Tytaniczna do była walka na śmierć i życie, kere Erich nie chcioł oddać jeszcze tego dnia. Dioboł mocarne swe pazury ku niemu wyciągoł i staroł się chycić bidoka za gardło i wydusić z niego zakontraktowaną piyrwyj duszę. Szipa i Śmiatek stali urzeczeni śmiertelnym zmaganiem, tym spektaklem dwóch aktorów, tą epicką paradą dobra i zła, które wiodą bój w odwiecznej walce o prymat nad światem doczesnym i o dusze nieśmertelne na wieczność.
Erich oddawał po mału pole silniejszemu przeciwnikowi. Tylko siłą woli przetrwania jeszcze dawał radę odpierać coraz gwałtowniejsze ataki.

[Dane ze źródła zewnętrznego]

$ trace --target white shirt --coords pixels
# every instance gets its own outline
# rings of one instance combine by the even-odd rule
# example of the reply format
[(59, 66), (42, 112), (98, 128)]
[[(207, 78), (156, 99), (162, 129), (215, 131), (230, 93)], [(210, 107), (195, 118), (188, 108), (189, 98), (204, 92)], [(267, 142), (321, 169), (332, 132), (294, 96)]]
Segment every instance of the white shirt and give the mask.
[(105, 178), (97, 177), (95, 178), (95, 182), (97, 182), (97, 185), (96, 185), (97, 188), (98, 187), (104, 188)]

Dioboł plując żrącym jadem przypierał go ku kamiennej ścianie i raz za razem zadawał razy, a na ciele Ericha malowały się broczące krwią rany, z których wypływała ciemnymi strugami unosząc resztki sił. Nie było co czekać. Trza było działać. Szipa i Smiatek pędem skoczyli ku kotłującym się ciałom. W biegu kożden chycił kamienne ostre bergi i unosząc ku górze ramiona szykowali się do zadania ciosu. Byli o krok od diobła, kiedy ten wyczuł ich obecność i odwrócił ku biegnącym swe paskudne przekrwione ślepia."